ウォルトの奴が御者よりも面白いって、言ってた意味がわがったぜ」


 満足顔のガロンはキラキラした目で見つめながら、圭を褒めちぎった。

 それはまるで初めて遊園地を経験した子供の顔のようだった。

 走り始めこそ絶叫したものの、やがて悲鳴は驚きに変わり、最後には爆笑さえしていた。


 これは持って生まれた性格の違いなのだろうか。

 『顔は人を現す』ガロンの内面に備わる肝の据わりっぷりは、強面の面構えにしっかりと現れている。

 そう感じた圭はなんとも言えぬ感覚をおぼえた、そういう意味ではこの人は村長と正反対なんだなと。

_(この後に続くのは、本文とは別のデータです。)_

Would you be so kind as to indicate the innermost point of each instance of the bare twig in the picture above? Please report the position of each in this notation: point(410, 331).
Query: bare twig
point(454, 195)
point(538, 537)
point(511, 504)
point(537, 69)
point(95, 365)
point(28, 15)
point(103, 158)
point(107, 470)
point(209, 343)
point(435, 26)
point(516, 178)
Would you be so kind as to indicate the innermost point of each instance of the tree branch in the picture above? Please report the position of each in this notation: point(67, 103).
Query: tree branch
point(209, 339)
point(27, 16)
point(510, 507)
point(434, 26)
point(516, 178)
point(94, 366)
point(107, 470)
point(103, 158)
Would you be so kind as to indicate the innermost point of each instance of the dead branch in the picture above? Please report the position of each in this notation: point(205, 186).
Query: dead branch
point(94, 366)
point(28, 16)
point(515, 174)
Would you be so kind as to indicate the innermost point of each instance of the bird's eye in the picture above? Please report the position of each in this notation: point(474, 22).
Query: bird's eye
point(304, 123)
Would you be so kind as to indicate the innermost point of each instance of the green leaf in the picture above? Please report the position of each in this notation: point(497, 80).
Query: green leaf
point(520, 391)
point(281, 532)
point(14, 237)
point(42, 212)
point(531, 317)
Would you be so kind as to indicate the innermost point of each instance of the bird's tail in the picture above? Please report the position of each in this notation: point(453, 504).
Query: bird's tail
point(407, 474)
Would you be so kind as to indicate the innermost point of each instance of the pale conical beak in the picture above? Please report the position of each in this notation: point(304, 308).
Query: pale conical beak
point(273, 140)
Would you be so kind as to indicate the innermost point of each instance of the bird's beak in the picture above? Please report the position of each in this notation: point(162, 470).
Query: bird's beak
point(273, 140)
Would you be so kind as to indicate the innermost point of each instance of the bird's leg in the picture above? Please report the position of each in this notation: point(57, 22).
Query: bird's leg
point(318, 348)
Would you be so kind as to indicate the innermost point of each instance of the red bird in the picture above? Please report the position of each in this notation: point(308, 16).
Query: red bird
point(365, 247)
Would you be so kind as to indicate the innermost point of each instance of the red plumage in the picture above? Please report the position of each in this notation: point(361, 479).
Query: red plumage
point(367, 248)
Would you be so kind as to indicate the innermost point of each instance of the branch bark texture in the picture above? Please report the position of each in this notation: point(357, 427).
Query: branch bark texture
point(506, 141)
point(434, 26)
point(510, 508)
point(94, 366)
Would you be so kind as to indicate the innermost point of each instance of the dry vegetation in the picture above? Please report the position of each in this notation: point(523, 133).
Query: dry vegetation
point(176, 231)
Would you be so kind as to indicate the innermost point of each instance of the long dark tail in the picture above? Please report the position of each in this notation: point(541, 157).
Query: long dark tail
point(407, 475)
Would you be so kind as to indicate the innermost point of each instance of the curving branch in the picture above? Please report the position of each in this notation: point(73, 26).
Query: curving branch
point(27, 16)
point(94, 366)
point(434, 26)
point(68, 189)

 てっきり大宇宙と繋がってしまうものだとばかり、思っていたのだが。

 こういう反応もまた、面白いし、どちらかというと、圭も楽しんでもらえたほうが嬉しい。


「喜んでもらえて何よりだ。さて、そのロープを椅子から解く前に、言っておくことがある」


「おう、なんだ?」


「今から俺の姿を見てもらう、そうすれば俺がなぜ一角狼を倒せたのか理解できるはずだ。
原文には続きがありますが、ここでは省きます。